In truth, however, City Hall lacks the political stomach for many of those goals — especially those that could trigger the ire of car drivers. HOV lanes — which, famously, were used in the CBD after 9/11 — should be a no brainer, but they seem to be going nowhere. Any proposals dealing with the curb — that is, the public space that drivers claim for private car storage — incite apoplexy among this entitled class. Placard, parking and traffic enforcement are all political minefields.

For her part, Department of Transportation Commissioner Polly Trottenberg insisted that, even without a comprehensive plan, the de Blasio administration is accomplishing some of the panel’s goals.

“We have not been idle this summer,” Trottenberg said at a news conference in the Bronx on Tuesday, citing the department’s work on bike lanes, bus lanes, open streets, open restaurants, and  outdoor learning. “Some of that has been underway; but there’s clearly more to go.”

Rachel Weinberger, a Regional Plan Association fellow whose boss, Tom Wright, signed the letter, said that Trottenberg is “operating in a climate where the issues that she’s responsible for aren’t taking the highest priority” and that City Hall could “give more room for DOT to do more things” — such as working on a plan for a network of car-free open streets, “instead of the haphazard individual block setup that the city has.”

“The DOT could have been working just as hard and gotten to a better outcome, but I think they’ve been lacking the space to do that,” she said.

“There’s 10,000 miles of car lanes in New York City,” Weinberger continued. “There’s 1,300 miles of bicycle lanes and only 500 of them are protected.
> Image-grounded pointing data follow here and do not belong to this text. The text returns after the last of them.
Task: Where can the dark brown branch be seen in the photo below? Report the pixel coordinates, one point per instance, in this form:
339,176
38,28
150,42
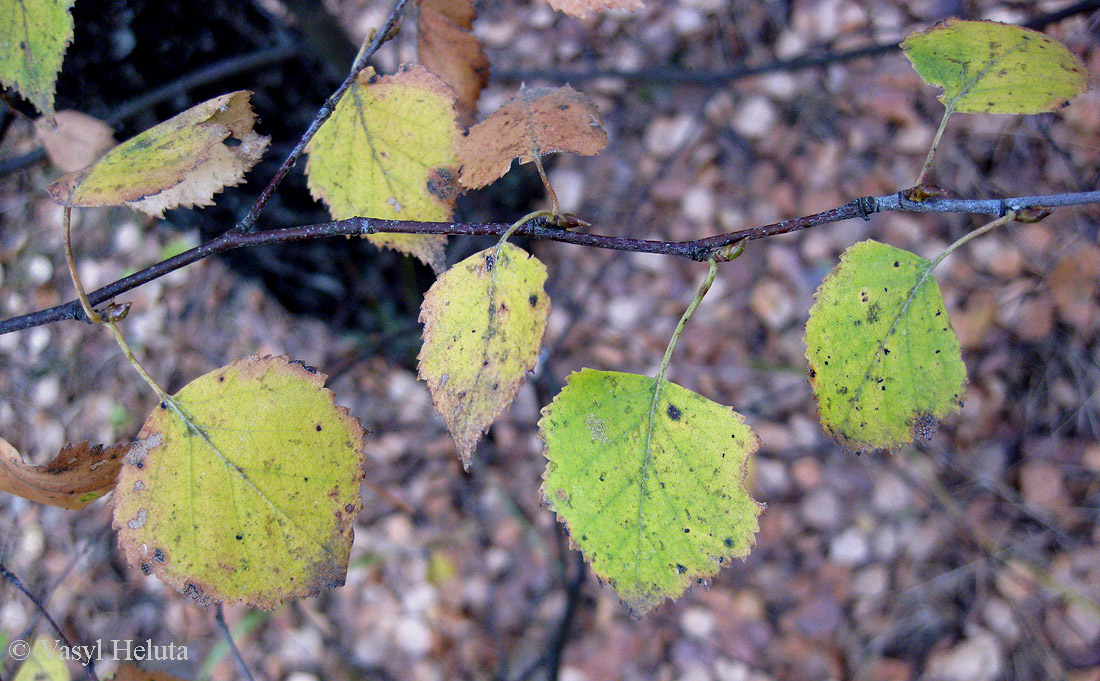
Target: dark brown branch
89,667
697,250
723,77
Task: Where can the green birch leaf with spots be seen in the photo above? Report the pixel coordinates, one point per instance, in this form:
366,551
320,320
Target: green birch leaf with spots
33,37
244,487
483,325
989,67
388,152
649,479
884,363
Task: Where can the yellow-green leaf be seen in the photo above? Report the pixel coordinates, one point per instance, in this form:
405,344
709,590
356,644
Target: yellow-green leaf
43,661
483,323
33,37
884,363
253,496
989,67
649,479
182,162
388,152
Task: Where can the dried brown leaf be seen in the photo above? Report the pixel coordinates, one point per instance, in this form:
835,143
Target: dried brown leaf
76,141
78,475
536,120
180,162
449,50
583,8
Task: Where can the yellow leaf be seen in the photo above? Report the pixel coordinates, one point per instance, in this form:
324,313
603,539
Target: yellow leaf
388,152
182,162
33,37
483,325
245,487
535,121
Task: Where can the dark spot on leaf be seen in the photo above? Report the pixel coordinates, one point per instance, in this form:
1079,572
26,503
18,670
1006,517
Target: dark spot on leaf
924,426
442,184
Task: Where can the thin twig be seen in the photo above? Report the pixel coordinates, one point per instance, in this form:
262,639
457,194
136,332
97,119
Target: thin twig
699,250
219,617
89,667
387,31
723,77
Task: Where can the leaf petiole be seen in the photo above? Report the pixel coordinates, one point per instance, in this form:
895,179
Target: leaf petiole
95,317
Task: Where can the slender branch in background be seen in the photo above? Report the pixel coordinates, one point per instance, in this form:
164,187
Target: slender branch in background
721,78
700,250
219,617
387,31
89,667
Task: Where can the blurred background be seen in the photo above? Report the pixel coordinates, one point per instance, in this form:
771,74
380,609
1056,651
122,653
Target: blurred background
975,556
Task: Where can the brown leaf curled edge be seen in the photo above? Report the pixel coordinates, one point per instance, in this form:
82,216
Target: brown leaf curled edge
448,48
536,120
78,475
182,162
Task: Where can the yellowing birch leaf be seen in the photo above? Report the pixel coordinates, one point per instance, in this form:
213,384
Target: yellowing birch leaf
884,363
483,323
182,162
78,475
388,152
989,67
33,37
649,479
536,120
448,47
251,498
583,8
74,140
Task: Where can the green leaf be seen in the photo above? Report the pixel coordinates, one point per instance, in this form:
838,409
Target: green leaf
253,496
33,37
884,363
43,663
182,162
989,67
388,152
652,491
483,325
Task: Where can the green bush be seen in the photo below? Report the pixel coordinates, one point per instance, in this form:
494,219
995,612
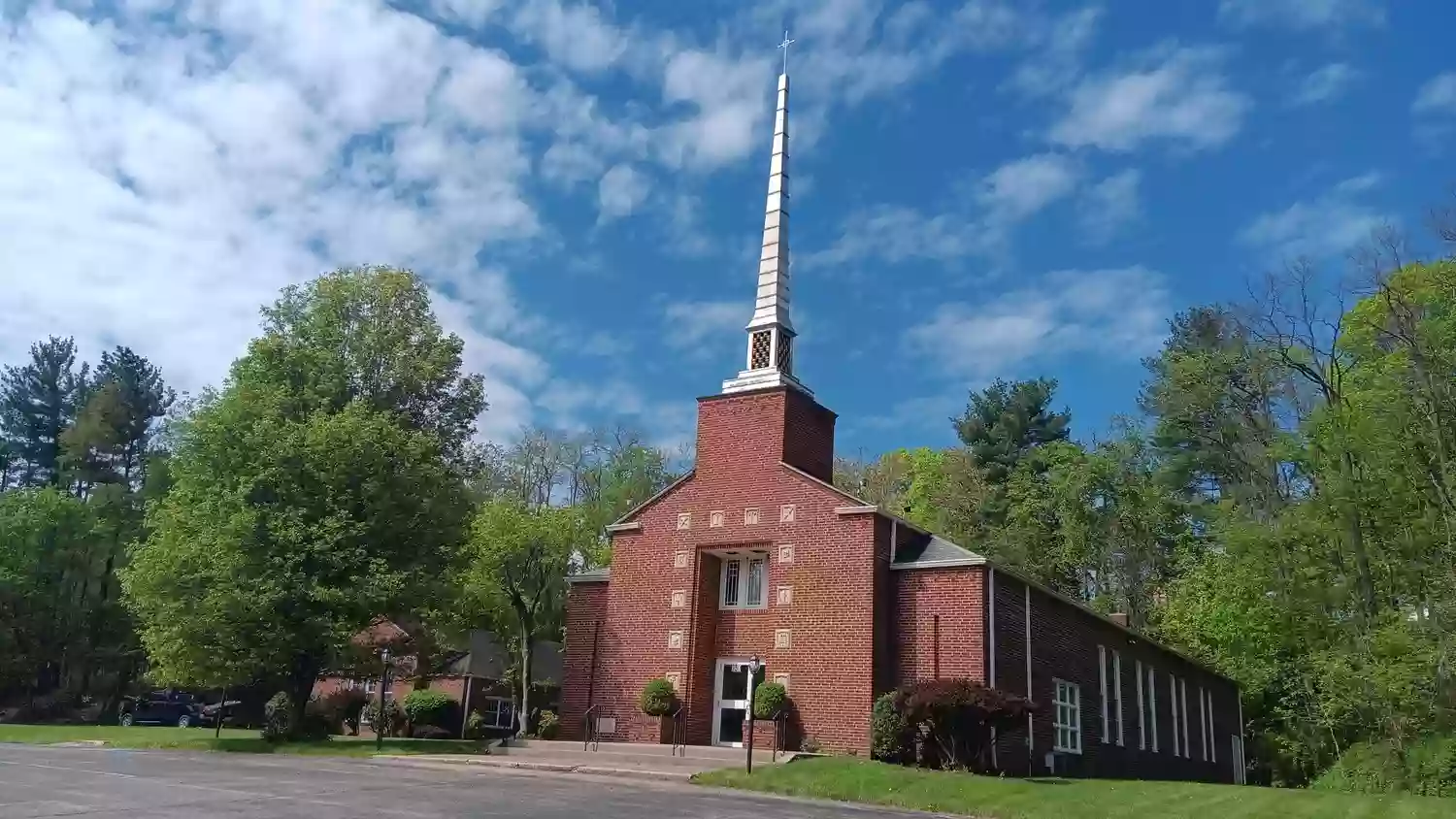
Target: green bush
768,700
549,725
431,707
890,735
1426,767
392,722
279,717
657,699
475,726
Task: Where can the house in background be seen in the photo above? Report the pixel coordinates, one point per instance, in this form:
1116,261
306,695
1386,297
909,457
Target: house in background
757,554
477,678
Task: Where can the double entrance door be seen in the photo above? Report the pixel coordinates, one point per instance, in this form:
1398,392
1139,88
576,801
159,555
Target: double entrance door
731,700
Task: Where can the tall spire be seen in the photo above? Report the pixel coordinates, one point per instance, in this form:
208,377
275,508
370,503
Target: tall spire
771,331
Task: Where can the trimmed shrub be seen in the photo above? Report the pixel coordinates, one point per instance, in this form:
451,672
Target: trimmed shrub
890,735
475,726
768,700
279,717
392,722
657,699
431,707
549,725
952,719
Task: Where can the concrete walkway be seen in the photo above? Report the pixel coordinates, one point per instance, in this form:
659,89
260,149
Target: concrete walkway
609,758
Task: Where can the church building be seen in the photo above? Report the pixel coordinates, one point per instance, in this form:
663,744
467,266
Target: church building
754,553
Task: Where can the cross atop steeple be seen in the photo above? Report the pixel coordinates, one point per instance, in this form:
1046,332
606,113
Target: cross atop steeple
771,331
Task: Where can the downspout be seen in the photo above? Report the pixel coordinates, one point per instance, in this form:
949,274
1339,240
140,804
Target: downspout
990,650
1030,743
935,647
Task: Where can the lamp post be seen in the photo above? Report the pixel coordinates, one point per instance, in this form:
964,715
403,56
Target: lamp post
753,672
383,687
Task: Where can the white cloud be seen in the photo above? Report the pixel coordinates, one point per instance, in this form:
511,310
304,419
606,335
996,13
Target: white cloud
1436,96
698,325
1304,15
1021,188
163,178
1328,224
1109,206
1175,95
1117,313
1325,83
620,191
1001,200
1057,63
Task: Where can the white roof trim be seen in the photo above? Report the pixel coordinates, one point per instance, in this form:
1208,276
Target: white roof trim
938,563
654,499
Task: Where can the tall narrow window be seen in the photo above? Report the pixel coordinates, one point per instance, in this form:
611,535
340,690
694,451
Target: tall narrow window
743,582
1142,714
1173,705
1182,720
1152,705
1117,693
1101,672
1068,717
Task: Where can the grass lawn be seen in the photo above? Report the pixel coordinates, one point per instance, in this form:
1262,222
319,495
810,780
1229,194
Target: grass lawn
232,740
859,780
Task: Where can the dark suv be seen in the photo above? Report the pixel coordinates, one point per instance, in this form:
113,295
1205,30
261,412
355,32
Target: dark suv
160,708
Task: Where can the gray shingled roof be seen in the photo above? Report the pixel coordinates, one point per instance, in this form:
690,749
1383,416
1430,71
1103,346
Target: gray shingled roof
931,550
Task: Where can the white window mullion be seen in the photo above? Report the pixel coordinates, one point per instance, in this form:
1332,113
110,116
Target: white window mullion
1142,714
1182,710
1101,671
1117,691
1152,704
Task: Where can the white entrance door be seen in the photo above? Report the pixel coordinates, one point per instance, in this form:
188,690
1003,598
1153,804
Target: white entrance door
731,700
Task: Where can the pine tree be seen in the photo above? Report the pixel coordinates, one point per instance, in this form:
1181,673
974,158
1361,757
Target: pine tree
38,402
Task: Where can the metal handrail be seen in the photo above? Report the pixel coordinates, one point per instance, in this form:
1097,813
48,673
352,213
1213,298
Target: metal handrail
678,731
590,729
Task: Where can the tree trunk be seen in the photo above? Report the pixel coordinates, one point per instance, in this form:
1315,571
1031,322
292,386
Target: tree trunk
524,713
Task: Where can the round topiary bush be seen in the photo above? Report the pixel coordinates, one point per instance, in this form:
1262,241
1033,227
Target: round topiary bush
657,699
768,700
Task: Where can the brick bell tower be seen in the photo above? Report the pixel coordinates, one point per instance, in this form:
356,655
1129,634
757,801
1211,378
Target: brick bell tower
765,414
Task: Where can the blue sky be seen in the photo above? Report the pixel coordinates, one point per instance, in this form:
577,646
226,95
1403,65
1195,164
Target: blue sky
978,189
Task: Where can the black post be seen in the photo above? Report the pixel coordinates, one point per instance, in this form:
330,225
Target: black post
379,714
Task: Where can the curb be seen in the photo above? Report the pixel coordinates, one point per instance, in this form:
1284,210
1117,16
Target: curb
535,766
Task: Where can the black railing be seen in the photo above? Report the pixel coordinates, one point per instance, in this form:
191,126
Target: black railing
588,735
780,734
678,731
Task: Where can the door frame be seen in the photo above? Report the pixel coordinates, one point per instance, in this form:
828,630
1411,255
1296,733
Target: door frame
719,703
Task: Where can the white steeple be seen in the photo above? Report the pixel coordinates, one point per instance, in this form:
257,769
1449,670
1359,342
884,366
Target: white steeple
771,331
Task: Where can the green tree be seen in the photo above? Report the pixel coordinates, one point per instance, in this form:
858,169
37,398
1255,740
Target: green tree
1002,426
517,560
38,402
322,486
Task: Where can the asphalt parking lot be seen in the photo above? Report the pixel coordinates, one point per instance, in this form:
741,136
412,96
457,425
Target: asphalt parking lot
160,784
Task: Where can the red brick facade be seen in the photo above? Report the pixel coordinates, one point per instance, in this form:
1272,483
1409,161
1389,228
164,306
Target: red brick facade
855,621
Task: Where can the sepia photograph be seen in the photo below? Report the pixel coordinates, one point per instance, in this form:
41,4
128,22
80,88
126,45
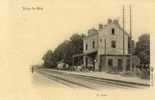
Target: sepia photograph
77,49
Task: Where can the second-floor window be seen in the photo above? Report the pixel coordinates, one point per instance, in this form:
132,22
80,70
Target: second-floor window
113,31
86,46
93,44
113,44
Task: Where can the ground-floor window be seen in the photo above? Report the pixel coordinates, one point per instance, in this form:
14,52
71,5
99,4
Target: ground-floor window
120,62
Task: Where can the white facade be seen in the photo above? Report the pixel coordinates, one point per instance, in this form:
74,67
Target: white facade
103,40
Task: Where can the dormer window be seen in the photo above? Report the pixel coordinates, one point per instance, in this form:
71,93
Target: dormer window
113,31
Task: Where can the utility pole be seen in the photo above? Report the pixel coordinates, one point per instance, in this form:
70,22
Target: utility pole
130,38
123,29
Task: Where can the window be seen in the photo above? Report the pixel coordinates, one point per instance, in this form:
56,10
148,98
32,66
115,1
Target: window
86,46
113,31
113,44
100,40
110,62
93,44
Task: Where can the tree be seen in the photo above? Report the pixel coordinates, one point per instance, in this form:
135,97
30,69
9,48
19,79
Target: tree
65,51
143,48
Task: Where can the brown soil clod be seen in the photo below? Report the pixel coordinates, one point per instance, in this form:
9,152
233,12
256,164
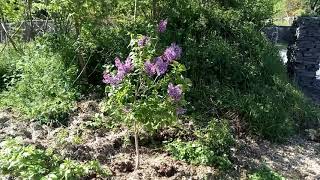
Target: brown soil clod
123,167
165,170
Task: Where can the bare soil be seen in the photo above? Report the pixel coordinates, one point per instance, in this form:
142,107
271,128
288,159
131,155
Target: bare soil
298,158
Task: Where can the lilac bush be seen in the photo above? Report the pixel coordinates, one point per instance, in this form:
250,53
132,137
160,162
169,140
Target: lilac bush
147,90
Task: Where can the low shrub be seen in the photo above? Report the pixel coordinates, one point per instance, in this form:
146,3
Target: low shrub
8,59
212,146
28,162
44,89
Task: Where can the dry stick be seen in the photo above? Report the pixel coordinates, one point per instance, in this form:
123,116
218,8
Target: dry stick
10,39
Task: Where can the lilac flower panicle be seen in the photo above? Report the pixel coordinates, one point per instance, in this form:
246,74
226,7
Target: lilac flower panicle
117,62
172,53
175,92
123,69
150,68
162,25
161,66
112,80
143,41
180,111
128,66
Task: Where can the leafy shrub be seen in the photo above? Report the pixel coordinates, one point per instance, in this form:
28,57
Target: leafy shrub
44,90
8,59
234,67
28,162
147,90
211,148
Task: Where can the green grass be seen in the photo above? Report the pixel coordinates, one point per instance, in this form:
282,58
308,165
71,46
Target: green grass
265,173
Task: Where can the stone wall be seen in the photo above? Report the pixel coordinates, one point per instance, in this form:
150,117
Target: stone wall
304,55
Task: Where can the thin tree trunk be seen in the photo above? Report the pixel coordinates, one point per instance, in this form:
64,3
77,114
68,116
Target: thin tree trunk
10,38
81,62
313,7
136,142
154,9
31,31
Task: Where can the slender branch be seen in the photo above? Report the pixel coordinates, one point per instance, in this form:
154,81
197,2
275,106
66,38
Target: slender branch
135,10
136,142
10,38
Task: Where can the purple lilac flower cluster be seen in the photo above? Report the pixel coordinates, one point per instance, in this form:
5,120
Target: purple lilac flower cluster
175,92
123,70
162,25
143,41
160,64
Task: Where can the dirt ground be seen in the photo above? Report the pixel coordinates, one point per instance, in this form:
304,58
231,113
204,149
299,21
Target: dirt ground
298,158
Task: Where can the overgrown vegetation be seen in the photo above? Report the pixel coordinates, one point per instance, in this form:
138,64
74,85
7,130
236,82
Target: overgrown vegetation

If I had 10,000 miles of bicycle lanes along with my 10,000 miles of automobile lanes, I might see some more different bicycle riding outcomes. We work on this supposition that there’s a natural draw to the automobile. But the reality is these are policy decisions. Does the level of traffic return to pre-COVID levels? That’s a policy decision. There’s no divine or natural phenomenon at play here, it’s how we design the system.”

Weinberger said the mayor’s failure to embrace the recommendations or even acknowledge the panel was especially frustrating.

“This isn’t a bunch of people who came together and said, ‘Let’s advise the city’; this is a group that the mayor put together,” she said.

Besides Sifuentes, Plum, Harris, and Wright, signers were disability transit advocate Quemuel Arroyo; Jaqi Cohen, the campaign director of NYPIRG Straphangers Campaign; John Corlett, the director of public and government affairs for AAA NYS; David R. Jones, president and CEO of the Community Service Society of New York; Ya-Ting Liu, director of policy for Via; traffic guru “Gridlock Sam” Schwartz; and Jennifer Tausig, co-chair of the NYC BID Association.